Saïd Bouteflika : La disgrâce

Redaction

Président bis, vice-roi, éminence grise du clan présidentiel… le frère cadet et conseiller spécial du président de la République, Saïd Bouteflika, accumule officieusement de larges prérogatives et une influence considérable dans bien des domaines.

Il s’est progressivement bâti un pouvoir exorbitant à l’ombre de la présidence de son frère. Une omnipotence qui s’est manifestée remarquablement depuis l’hospitalisation du président Abdelaziz Bouteflika, le 27 avril dernier, au Val-de-Grâce. Le conseiller spécial nommé sur décret non publiable s’est révélé comme un personnage central dans la gestion de la maladie du Président. A partir de Paris, au chevet de son frère-Président, il est à la manoeuvre.

HAUTE MAIN SUR LES DOSSIERS

C’est lui qui a imposé le rigoureux black-out sur l’état de santé du Président. Il aurait verrouillé la communication. Il a veillé scrupuleusement à distiller des informations à dose homéopathique orchestrant dans le même temps une offensive politicomédiatique contre toutes les voix critiques et tenté de les «faire taire». Il aurait fait barrage aussi à des tentatives de montrer les images de Abdelaziz Bouteflika. Des sources assurent que le frère cadet du Président malade aurait même «dissimulé» aux plus hautes autorités du pays des informations liées à l’état de santé de son frère. C’est lui également qui aurait donné des «instructions», depuis un hôtel parisien, aux officiels algériens pour «rassurer» l’opinion publique avec des éléments de langage soigneusement repris en choeur par des relayeurs d’Alger.

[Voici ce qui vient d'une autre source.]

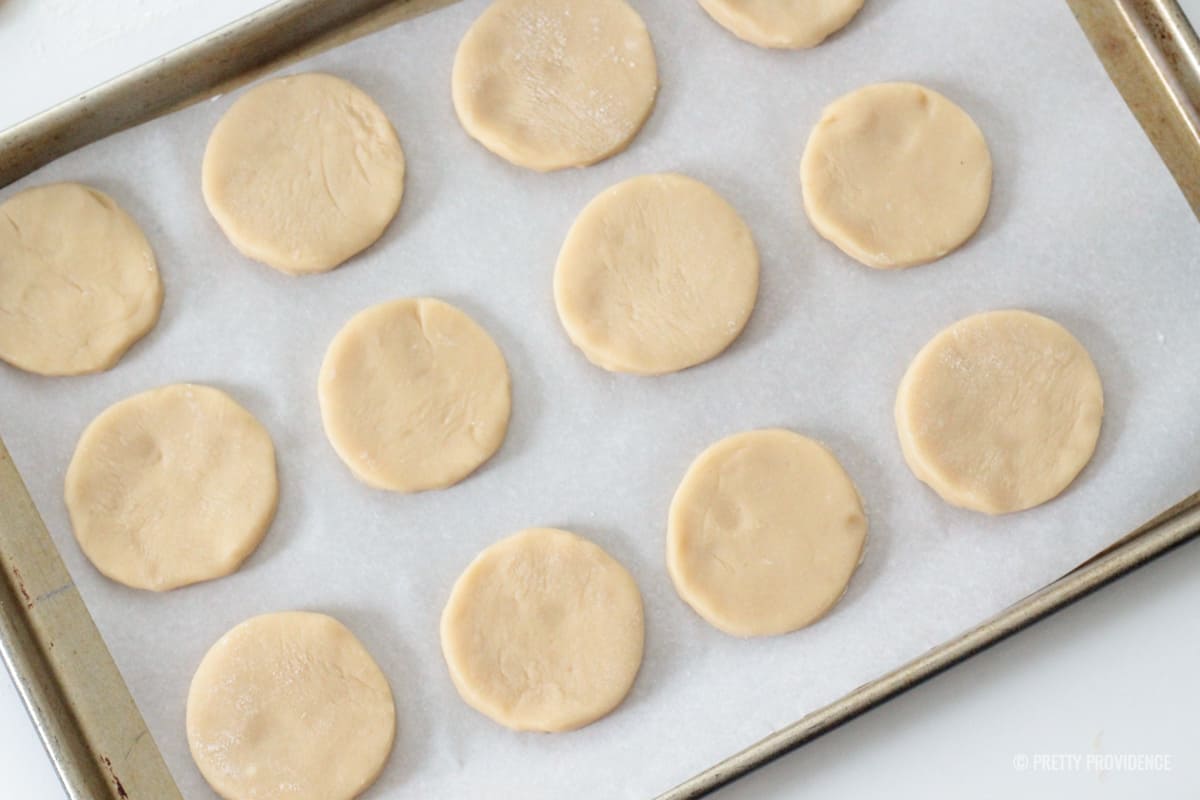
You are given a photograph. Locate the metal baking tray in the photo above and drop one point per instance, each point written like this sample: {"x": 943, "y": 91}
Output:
{"x": 76, "y": 696}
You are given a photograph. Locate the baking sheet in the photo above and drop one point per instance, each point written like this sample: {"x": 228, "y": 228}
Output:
{"x": 1085, "y": 227}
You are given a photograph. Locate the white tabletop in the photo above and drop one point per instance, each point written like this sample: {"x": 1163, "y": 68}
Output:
{"x": 1097, "y": 702}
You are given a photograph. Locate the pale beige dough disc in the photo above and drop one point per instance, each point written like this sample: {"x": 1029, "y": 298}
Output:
{"x": 549, "y": 84}
{"x": 765, "y": 533}
{"x": 895, "y": 175}
{"x": 658, "y": 274}
{"x": 291, "y": 707}
{"x": 172, "y": 487}
{"x": 303, "y": 173}
{"x": 787, "y": 24}
{"x": 544, "y": 631}
{"x": 1000, "y": 411}
{"x": 414, "y": 395}
{"x": 78, "y": 281}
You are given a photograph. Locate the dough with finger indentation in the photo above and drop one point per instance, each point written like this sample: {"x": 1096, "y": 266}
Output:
{"x": 765, "y": 533}
{"x": 78, "y": 281}
{"x": 289, "y": 705}
{"x": 1000, "y": 411}
{"x": 895, "y": 175}
{"x": 544, "y": 631}
{"x": 414, "y": 395}
{"x": 304, "y": 172}
{"x": 171, "y": 487}
{"x": 658, "y": 274}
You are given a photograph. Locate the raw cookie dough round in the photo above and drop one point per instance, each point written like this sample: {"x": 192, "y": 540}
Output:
{"x": 549, "y": 84}
{"x": 414, "y": 395}
{"x": 783, "y": 23}
{"x": 765, "y": 533}
{"x": 658, "y": 274}
{"x": 1000, "y": 411}
{"x": 304, "y": 172}
{"x": 289, "y": 705}
{"x": 78, "y": 281}
{"x": 895, "y": 175}
{"x": 171, "y": 487}
{"x": 544, "y": 631}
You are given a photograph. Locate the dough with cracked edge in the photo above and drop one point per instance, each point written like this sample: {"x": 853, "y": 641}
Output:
{"x": 544, "y": 631}
{"x": 414, "y": 395}
{"x": 78, "y": 281}
{"x": 787, "y": 24}
{"x": 172, "y": 487}
{"x": 658, "y": 274}
{"x": 765, "y": 531}
{"x": 549, "y": 84}
{"x": 895, "y": 175}
{"x": 289, "y": 705}
{"x": 304, "y": 172}
{"x": 1000, "y": 411}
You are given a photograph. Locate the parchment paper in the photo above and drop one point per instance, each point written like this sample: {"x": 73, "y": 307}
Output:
{"x": 1085, "y": 226}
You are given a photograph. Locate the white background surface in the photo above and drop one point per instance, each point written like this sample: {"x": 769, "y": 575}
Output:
{"x": 1101, "y": 678}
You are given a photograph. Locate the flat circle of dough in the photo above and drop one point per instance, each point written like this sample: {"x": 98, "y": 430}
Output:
{"x": 414, "y": 395}
{"x": 544, "y": 631}
{"x": 289, "y": 705}
{"x": 172, "y": 487}
{"x": 787, "y": 24}
{"x": 549, "y": 84}
{"x": 303, "y": 173}
{"x": 1000, "y": 411}
{"x": 658, "y": 274}
{"x": 78, "y": 281}
{"x": 765, "y": 533}
{"x": 895, "y": 175}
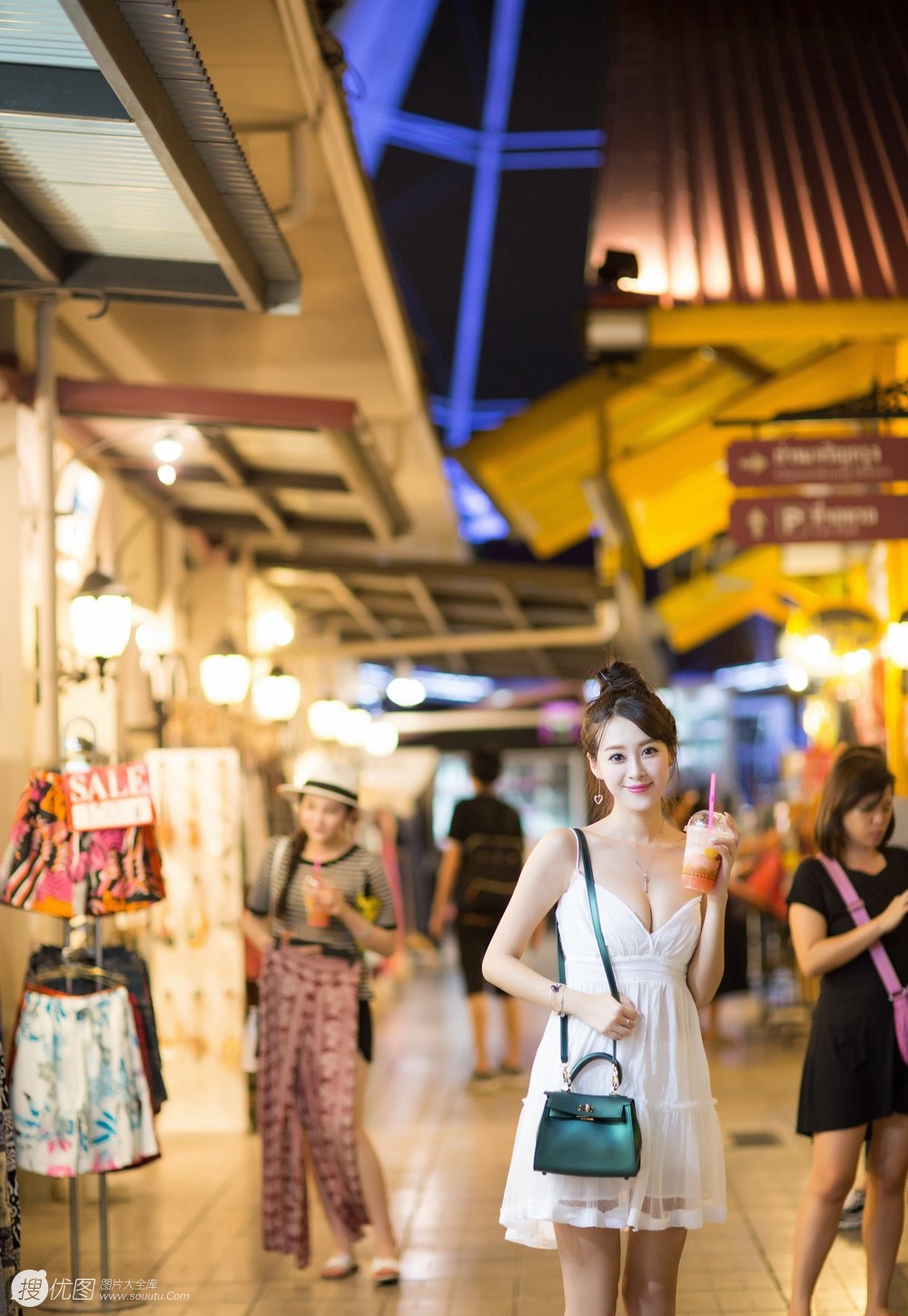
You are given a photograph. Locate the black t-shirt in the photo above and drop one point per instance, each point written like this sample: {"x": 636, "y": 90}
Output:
{"x": 814, "y": 888}
{"x": 486, "y": 815}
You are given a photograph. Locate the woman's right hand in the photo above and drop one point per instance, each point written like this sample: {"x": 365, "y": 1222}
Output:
{"x": 614, "y": 1019}
{"x": 895, "y": 911}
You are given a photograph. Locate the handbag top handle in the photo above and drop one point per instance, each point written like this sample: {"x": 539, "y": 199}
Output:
{"x": 607, "y": 965}
{"x": 858, "y": 911}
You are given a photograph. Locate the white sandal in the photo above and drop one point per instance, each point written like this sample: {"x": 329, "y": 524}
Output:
{"x": 339, "y": 1266}
{"x": 384, "y": 1271}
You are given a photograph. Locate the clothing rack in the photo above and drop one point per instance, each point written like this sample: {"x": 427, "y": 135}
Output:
{"x": 103, "y": 1224}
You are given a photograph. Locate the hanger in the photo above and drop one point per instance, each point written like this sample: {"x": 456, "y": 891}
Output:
{"x": 73, "y": 973}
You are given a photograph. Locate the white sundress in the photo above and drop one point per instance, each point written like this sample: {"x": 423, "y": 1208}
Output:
{"x": 682, "y": 1173}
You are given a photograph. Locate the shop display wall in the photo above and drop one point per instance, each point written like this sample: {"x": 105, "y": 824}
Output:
{"x": 195, "y": 946}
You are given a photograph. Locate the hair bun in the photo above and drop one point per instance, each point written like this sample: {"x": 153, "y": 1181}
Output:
{"x": 618, "y": 678}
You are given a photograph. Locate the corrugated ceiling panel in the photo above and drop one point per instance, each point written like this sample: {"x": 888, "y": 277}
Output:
{"x": 37, "y": 32}
{"x": 97, "y": 187}
{"x": 758, "y": 152}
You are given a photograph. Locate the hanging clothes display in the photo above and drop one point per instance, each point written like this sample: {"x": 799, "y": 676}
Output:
{"x": 79, "y": 1095}
{"x": 9, "y": 1222}
{"x": 131, "y": 969}
{"x": 307, "y": 1082}
{"x": 45, "y": 859}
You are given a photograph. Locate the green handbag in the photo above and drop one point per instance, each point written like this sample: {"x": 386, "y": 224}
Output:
{"x": 582, "y": 1132}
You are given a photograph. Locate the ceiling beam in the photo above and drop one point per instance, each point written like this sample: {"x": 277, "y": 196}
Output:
{"x": 456, "y": 658}
{"x": 95, "y": 453}
{"x": 365, "y": 472}
{"x": 28, "y": 238}
{"x": 195, "y": 283}
{"x": 228, "y": 463}
{"x": 557, "y": 582}
{"x": 518, "y": 618}
{"x": 257, "y": 478}
{"x": 126, "y": 69}
{"x": 301, "y": 529}
{"x": 354, "y": 606}
{"x": 58, "y": 91}
{"x": 193, "y": 406}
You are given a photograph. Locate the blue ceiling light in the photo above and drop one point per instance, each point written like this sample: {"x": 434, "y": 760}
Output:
{"x": 383, "y": 41}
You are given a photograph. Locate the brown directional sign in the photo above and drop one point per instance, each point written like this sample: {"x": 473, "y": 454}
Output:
{"x": 819, "y": 520}
{"x": 853, "y": 460}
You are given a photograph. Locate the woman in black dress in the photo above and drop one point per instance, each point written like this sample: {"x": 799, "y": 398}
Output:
{"x": 854, "y": 1084}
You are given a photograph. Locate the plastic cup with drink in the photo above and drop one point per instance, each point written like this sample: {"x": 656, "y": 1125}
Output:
{"x": 702, "y": 858}
{"x": 316, "y": 914}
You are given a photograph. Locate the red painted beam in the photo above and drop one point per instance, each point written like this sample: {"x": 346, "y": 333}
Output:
{"x": 192, "y": 406}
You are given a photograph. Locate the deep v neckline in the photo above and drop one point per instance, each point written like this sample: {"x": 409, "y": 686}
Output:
{"x": 636, "y": 916}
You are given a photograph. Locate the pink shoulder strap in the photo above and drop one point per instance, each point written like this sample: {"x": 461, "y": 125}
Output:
{"x": 858, "y": 911}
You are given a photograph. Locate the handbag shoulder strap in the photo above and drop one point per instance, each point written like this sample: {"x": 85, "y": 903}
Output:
{"x": 858, "y": 911}
{"x": 607, "y": 965}
{"x": 278, "y": 878}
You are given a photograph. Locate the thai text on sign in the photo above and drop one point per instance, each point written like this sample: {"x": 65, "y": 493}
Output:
{"x": 116, "y": 797}
{"x": 857, "y": 460}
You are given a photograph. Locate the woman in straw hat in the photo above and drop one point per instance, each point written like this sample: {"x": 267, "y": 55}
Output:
{"x": 318, "y": 902}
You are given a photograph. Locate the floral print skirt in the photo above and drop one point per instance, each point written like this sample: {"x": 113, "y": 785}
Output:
{"x": 79, "y": 1093}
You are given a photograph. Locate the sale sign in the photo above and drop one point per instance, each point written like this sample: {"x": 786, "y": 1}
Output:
{"x": 114, "y": 797}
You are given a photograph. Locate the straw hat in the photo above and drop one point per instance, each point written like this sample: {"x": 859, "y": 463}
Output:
{"x": 330, "y": 780}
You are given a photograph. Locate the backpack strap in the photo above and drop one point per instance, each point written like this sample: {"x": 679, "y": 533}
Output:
{"x": 279, "y": 874}
{"x": 858, "y": 911}
{"x": 607, "y": 965}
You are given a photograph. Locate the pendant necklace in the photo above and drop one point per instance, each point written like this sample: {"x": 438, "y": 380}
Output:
{"x": 646, "y": 870}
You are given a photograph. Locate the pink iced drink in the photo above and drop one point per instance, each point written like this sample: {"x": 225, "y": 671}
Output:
{"x": 316, "y": 914}
{"x": 700, "y": 866}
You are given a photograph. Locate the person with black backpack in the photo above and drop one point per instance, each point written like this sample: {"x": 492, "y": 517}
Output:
{"x": 478, "y": 873}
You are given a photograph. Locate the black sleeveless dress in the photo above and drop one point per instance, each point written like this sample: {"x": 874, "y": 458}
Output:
{"x": 853, "y": 1072}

«Le Président va bien et continue de suivre quotidiennement les dossiers et le fonctionnement des affaires de l’Etat», entonnent ses partisans. En faisant prévaloir l’aspect privé et familial du patient, le très spécial conseiller a gardé la haute main sur un dossier d’une extrême importance, car il engage l’avenir politique du pays. Cette centralisation de l’information et de la communication aurait agacé en haut lieu. Les agissements de Saïd Bouteflika commençaient sérieusement à «embarrasser » les décideurs, notamment des chefs militaires, alors que l’évolution de l’état de santé du Président détermine l’évolution politique du pays.

Ainsi donc, il aurait fallu attendre quarante-six jours d’hospitalisation et une gestion médiatique largement contestée pour voir de hauts responsables de l’Etat enfin se rendre pour la première fois à Paris pour rencontrer le président de la République dans les salons des Invalides. La veille du déplacement du Premier ministre, Abdelmalek Sellal, accompagné du chef d’état-major Ahmed Gaïd Salah, un bulletin de santé avait été rendu public par deux médecins militaires accompagnant Bouteflika à Paris, affirmant que le chef de l’Etat était plus gravement malade que ce l’on faisait croire.

C’est un accident vasculaire cérébral (AVC) et non pas un accident ischémique transitoire (AIT) comme l’avait annoncé le professeur Rachid Bougherbal le jour du transfert du chef de l’Etat à Paris. Subitement, le ton change. La phrase de Sellal au sortir des Invalides «son état de santé semblait correct », n’est pas passé inaperçu. Renversement de situation ?

D’aucuns y voient une reprise en main par l’Etat du dossier de la maladie du Président, et un holà signifié au frère cadet de Bouteflika. Une mise à l’écart. La maladie du Président n’est plus une affaire familiale, mais plutôt celle de l’Etat. Serait-ce ainsi le début de la fin de ce tout-puissant conseiller qui, aux yeux de nombreux observateurs, incarnait le pouvoir de l’ombre ? Après des années de règne exponentiel, la disgrâce. Ancien agitateur syndical, Saïd Bouteflika est devenu un personnage central dans le dispositif du pouvoir à la faveur du retour de son frère aîné aux commandes du pays. Pesant dans le choix des nominations aux postes-clés dans différentes institutions de l’Etat et tissant des liens avec les milieux d’affaires et politique, il a su asseoir un pouvoir dont les frontières restent toujours indéfinies.

Son nom se retrouvera cependant cités par plusieurs cercles dans les scandales de corruption qui ont éclaté sporadiquement depuis des mois et c’est ce qui a sans doute sonné la fin d’une influence jusqu’ici décrite sans limite.